Recommend cardiac rehabilitation.Cardiac rehabilitation is an important component of management following SCAD, but it remains significantly underused despite clear short- and long-term benefits for perceived physical and mental health and a consistent record of safety in patients with SCAD.

“We recommend referring all patients with SCAD for cardiac rehabilitation, including young women without other comorbidities,” says co-author Erik Van Iterson, PhD, MS, Director of Cardiac Rehabilitation at Cleveland Clinic. “Our aerobic exercise plan is tailored to each patient, typically involving training set at a target heart rate zone equivalent to 50% to 70% heart rate reserve based on initial exercise stress testing.” He adds that the frequency of cardiac rehabilitation and aerobic exercise should be at least three times weekly for 20 to 30 minutes to start. As patient fitness and comfort gradually improve, program progression should be encouraged but implemented conservatively. “The long-term goal is for patients to comfortably exercise 45 to 60 minutes per session on most days of the week,” Dr. Van Iterson explains. Resistance training involving isometric contraction should be avoided in patients with a history of SCAD, and strength training should be limited to light intensity and involve no breath-holding.

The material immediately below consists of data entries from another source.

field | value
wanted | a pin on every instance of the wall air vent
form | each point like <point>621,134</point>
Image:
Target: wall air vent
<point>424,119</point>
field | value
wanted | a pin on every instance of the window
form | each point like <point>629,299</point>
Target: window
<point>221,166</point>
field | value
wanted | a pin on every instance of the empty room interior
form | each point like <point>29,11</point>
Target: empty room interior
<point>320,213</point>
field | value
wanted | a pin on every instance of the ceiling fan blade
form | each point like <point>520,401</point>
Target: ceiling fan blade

The Cleveland Clinic approach

The authors conclude their review with the figure below presenting the stepwise approach to management of SCAD used at Cleveland Clinic, reflecting the principles outlined above.

Figure. Schematic showing Cleveland Clinic’s approach to SCAD management.

They also issue a call for prospective, randomized controlled studies to facilitate development of an evidence-based treatment algorithm for SCAD, particularly addressing the role and duration of dual antiplatelet therapy, the use of statin therapy, and indications for and timing of revascularization. “With increasing clinician awareness of SCAD and advancements in angiographic diagnostic techniques, SCAD diagnoses are increasing,” Dr. Cho observes. “This makes the need for a clear treatment approach all the more pressing.”